60 jours de prison pour avoir filmé à son insu une patiente lors d’une séance de massothérapie 

Trois-Rivières — Camille Comtois a été condamné à 60 jours de prison ferme et à une probation de 18 mois pour s’être livré à des gestes de voyeurisme en filmant à son insu une patiente lors d’une séance de massothérapie.

Cet homme de 51 ans, qui est technicien en informatique dans une commission scolaire depuis 15 ans, pratique aussi à l’occasion la massothérapie. C’est sa conjointe qui lui a référé la plaignante pour des douleurs à la hanche.

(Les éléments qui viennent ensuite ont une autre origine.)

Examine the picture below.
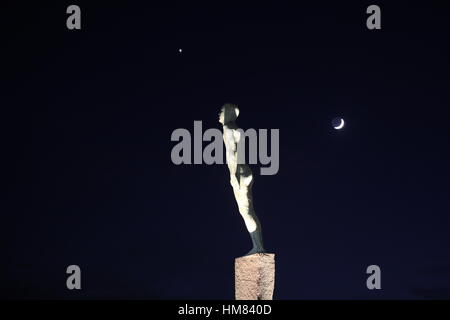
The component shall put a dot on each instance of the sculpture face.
(228, 113)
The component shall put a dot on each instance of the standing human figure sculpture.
(241, 177)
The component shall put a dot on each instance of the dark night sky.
(87, 118)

Le 1er novembre 2016, lors d’une deuxième séance à domicile, il l’amène dans une pièce de son sous-sol et lui demande de ne garder sur elle que sa petite culotte. Il lui remet une serviette pour se couvrir et quitte la pièce. Lorsqu’il revient, il la fait changer de position de telle sorte que ses pieds se retrouvent en direction d’une commode placée le long d’un mur en face d’elle. L’accusé procède ensuite à un massage et baisse sa petite culotte. Il la fait retourner sur le dos, la masse au niveau de l’aine tout en glissant sa main en partie sous sa petite culotte.

Une fois la séance terminée, alors que la victime dont les culottes sont baissées à mi-fesses et qui n’a pas de soutien-gorge se rhabille, elle aperçoit un téléphone cellulaire appuyé contre un trophée. C’est un témoin lumineux scintillant sur l’appareil qui attire son attention. En prenant le téléphone dans ses mains, elle voit une minuterie en fonction sur l’écran. Dès lors, elle tombe en état de panique. Lorsque l’accusé revient dans la pièce, elle le confronte mais il nie l’avoir filmée.

Au procès, il finira par admettre qu’il a filmé la victime mais à la suite d’une «manipulation accidentelle» de son cellulaire. Notons que l’appareil sera saisi et que les policiers seront en mesure de constater que des images de nudité ont bel et bien été captées.

Au terme d’un procès, l’accusé a été déclaré coupable de voyeurisme. Dans le cadre des plaidoiries sur sentence, la procureure de la Couronne, Me Pascale Tremblay, avait réclamé une peine de trois à six mois de prison ferme alors que l’avocat de la défense, Me David Grégoire, avait prôné l’absolution conditionnelle assortie d’un don de 500 $.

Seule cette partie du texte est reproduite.